If Australia could not be relied upon, could the United States? When he was foreign minister, President Jose Ramos-Horta used his position to express strong support for the US action in Afghanistan. He even wrote an article in the New York Times in February 2003 in which he compared the successful liberation of Timor Leste to the anticipated US invasion of Iraq. Attending the Non-Aligned Summit about the same time, he denounced opposition to the looming war in Iraq as "illogical anti-Americanism".
But with the failure of such diplomacy to gain the attention of the Americans, Dili politicians have been shifting focus, intent upon finding ways to placate their large Indonesian neighbour. The CTF is only one example. Former prime minister Mari Alkatiri visited Jakarta in October 2004 to attend the inauguration of Indonesian President Susilo Bambang Yudhoyono.
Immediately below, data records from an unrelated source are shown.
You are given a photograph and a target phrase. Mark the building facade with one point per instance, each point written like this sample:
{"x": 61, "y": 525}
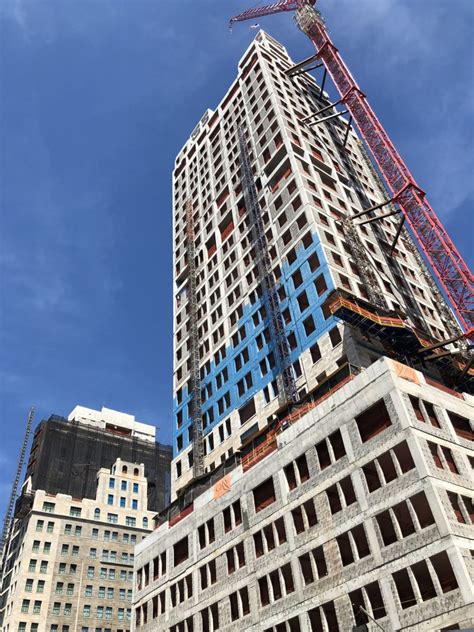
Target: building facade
{"x": 70, "y": 561}
{"x": 66, "y": 454}
{"x": 93, "y": 485}
{"x": 309, "y": 184}
{"x": 359, "y": 517}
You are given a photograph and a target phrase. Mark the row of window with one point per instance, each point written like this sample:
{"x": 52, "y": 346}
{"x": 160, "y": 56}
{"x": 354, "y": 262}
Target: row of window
{"x": 122, "y": 501}
{"x": 420, "y": 582}
{"x": 124, "y": 485}
{"x": 54, "y": 627}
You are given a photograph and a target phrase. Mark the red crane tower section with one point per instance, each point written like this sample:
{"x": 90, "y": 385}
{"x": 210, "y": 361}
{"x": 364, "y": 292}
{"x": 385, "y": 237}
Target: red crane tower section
{"x": 451, "y": 271}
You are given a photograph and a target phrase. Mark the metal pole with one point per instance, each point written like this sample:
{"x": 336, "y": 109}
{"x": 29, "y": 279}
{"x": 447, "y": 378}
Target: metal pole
{"x": 328, "y": 118}
{"x": 374, "y": 219}
{"x": 323, "y": 83}
{"x": 397, "y": 235}
{"x": 372, "y": 208}
{"x": 346, "y": 135}
{"x": 324, "y": 109}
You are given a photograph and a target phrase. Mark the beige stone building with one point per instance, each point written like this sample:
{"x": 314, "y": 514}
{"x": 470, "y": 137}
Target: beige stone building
{"x": 309, "y": 185}
{"x": 69, "y": 564}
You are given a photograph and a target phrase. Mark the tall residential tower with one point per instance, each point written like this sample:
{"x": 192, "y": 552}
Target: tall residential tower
{"x": 333, "y": 492}
{"x": 93, "y": 485}
{"x": 310, "y": 184}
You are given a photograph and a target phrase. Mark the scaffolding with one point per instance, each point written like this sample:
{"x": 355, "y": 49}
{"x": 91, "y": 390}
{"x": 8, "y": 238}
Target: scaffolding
{"x": 451, "y": 271}
{"x": 194, "y": 361}
{"x": 287, "y": 390}
{"x": 7, "y": 523}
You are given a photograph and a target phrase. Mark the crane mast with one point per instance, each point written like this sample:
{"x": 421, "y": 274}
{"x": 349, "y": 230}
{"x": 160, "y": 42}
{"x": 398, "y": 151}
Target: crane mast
{"x": 452, "y": 273}
{"x": 16, "y": 481}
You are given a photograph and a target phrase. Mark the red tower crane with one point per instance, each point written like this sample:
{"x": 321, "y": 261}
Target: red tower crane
{"x": 447, "y": 264}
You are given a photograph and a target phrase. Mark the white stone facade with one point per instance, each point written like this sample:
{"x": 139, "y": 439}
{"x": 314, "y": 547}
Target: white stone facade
{"x": 365, "y": 506}
{"x": 308, "y": 186}
{"x": 113, "y": 420}
{"x": 69, "y": 563}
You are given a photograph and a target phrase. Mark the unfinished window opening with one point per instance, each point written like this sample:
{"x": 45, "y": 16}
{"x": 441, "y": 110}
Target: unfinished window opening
{"x": 287, "y": 578}
{"x": 348, "y": 490}
{"x": 306, "y": 569}
{"x": 415, "y": 402}
{"x": 388, "y": 468}
{"x": 430, "y": 411}
{"x": 404, "y": 589}
{"x": 309, "y": 325}
{"x": 373, "y": 421}
{"x": 323, "y": 455}
{"x": 404, "y": 520}
{"x": 230, "y": 561}
{"x": 264, "y": 592}
{"x": 386, "y": 528}
{"x": 424, "y": 581}
{"x": 444, "y": 571}
{"x": 333, "y": 498}
{"x": 280, "y": 530}
{"x": 313, "y": 262}
{"x": 297, "y": 515}
{"x": 258, "y": 544}
{"x": 180, "y": 551}
{"x": 275, "y": 582}
{"x": 290, "y": 475}
{"x": 247, "y": 411}
{"x": 461, "y": 426}
{"x": 310, "y": 512}
{"x": 360, "y": 539}
{"x": 371, "y": 476}
{"x": 454, "y": 499}
{"x": 375, "y": 599}
{"x": 264, "y": 495}
{"x": 335, "y": 439}
{"x": 404, "y": 457}
{"x": 315, "y": 353}
{"x": 448, "y": 455}
{"x": 320, "y": 284}
{"x": 335, "y": 336}
{"x": 303, "y": 470}
{"x": 422, "y": 509}
{"x": 303, "y": 302}
{"x": 269, "y": 537}
{"x": 324, "y": 618}
{"x": 345, "y": 550}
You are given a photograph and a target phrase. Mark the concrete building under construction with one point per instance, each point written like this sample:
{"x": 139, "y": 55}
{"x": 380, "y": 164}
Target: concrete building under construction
{"x": 323, "y": 441}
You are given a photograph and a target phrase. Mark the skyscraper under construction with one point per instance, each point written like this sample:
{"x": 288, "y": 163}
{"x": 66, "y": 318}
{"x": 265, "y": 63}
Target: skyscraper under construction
{"x": 256, "y": 354}
{"x": 323, "y": 446}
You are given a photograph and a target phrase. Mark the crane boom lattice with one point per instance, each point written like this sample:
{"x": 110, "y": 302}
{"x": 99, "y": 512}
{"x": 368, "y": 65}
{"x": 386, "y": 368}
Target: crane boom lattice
{"x": 16, "y": 481}
{"x": 194, "y": 360}
{"x": 452, "y": 273}
{"x": 288, "y": 392}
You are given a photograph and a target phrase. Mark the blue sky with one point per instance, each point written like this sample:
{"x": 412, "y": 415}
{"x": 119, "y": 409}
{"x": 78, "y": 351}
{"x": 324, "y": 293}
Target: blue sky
{"x": 96, "y": 98}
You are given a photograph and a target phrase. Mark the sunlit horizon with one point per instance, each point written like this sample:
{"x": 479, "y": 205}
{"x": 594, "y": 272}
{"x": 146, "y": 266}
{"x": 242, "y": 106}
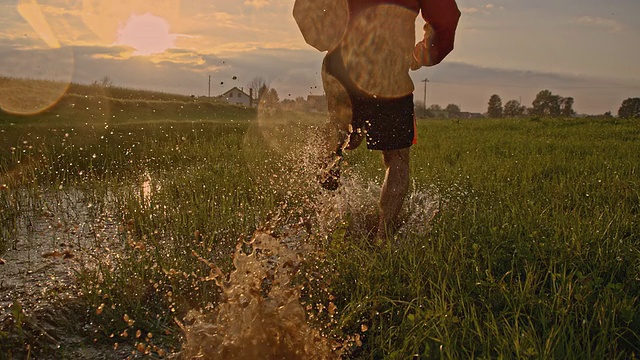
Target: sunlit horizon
{"x": 173, "y": 46}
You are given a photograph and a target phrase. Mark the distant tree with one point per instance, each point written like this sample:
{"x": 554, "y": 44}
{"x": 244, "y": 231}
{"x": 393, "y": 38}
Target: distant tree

Now in opposition, the former Fretilin leader, who once used his diplomatic skills to drum up international opposition to Jakarta's occupation of his country, continues to cultivate ties with Indonesia. In September this year, Mr Alkatiri travelled to Jakarta at the invitation of Muhammadiyah, the second-largest Muslim organisation in the country. While there, he also reportedly sought to develop links with the Islamist Partai Keadilan Sejahtera (Prosperous Justice Party).
Timor Leste leaders have also sought to placate Indonesia by repeatedly stating that they have no intention of supporting separatist movements in places such as Aceh or Papua.
As an exercise in diplomacy and geopolitics, the CTF will probably achieve its aims. But it may also have a number of unpleasant side effects. Perhaps the most important of these is that it will likely result in yet another missed opportunity for Jakarta to discipline its military.
Indonesian personnel indicted for crimes against humanity by the CAVR have not been punished. Instead, they have been promoted and, in some cases, posted to other troubled provinces.
Meanwhile, the impression of Indonesia as a protector of human rights abusers is also likely to grow stronger in the eyes of the international community.